Mixed projection-mesh scheme of the finite-element method to solve boundary-value problems describing the non-isothermal processes of elastoplastic deformation

Abstract

A mixed projection-mesh scheme for solving a boundary-value problem of thermal plasticity is formulated in a quasi-static statement when the process of non-isothermal elastoplastic deformation of a body is a sequence of equilibrium states. In this case, the stress-strain state depends on the loading history, and the process of inelastic deformation is to be observed over the whole time interval under study. The correctness and convergence of the mixed approximations for stresses, strains and displacements are investigated as applied to the solution of nonlinear boundary-value problems that describe the non-isothermal processes of active loading taking into account the initial strains dependent on the history of deformation and heating. The properties of the projecting operators are studied in detail, and on this basis, the condition that ensures the existence, uniqueness and stability of solution is formulated.

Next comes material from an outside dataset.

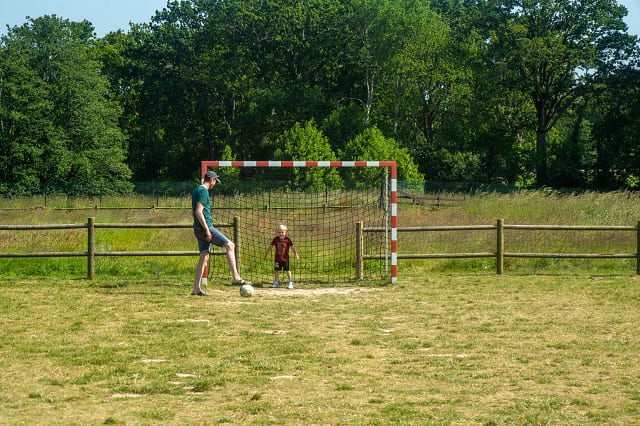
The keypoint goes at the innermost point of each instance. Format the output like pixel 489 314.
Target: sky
pixel 112 15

The results of the analysis of special formulas of the interpolation-type numerical integration are presented, the use of which considerably simplifies the computation procedure for solving equations of the mixed method. The convergence and accuracy estimations are based on the results of the theory of the generalized boundary-value problems and methods of the functional analysis. According to the estimations obtained, the accuracy of solution of a finite-dimensional problem at the initial stages of loading should be sufficient to avoid the effect of increase of the first coefficients in the expansion of the total error on the accuracy of solution of the elastoplastic problem at the subsequent stages of loading.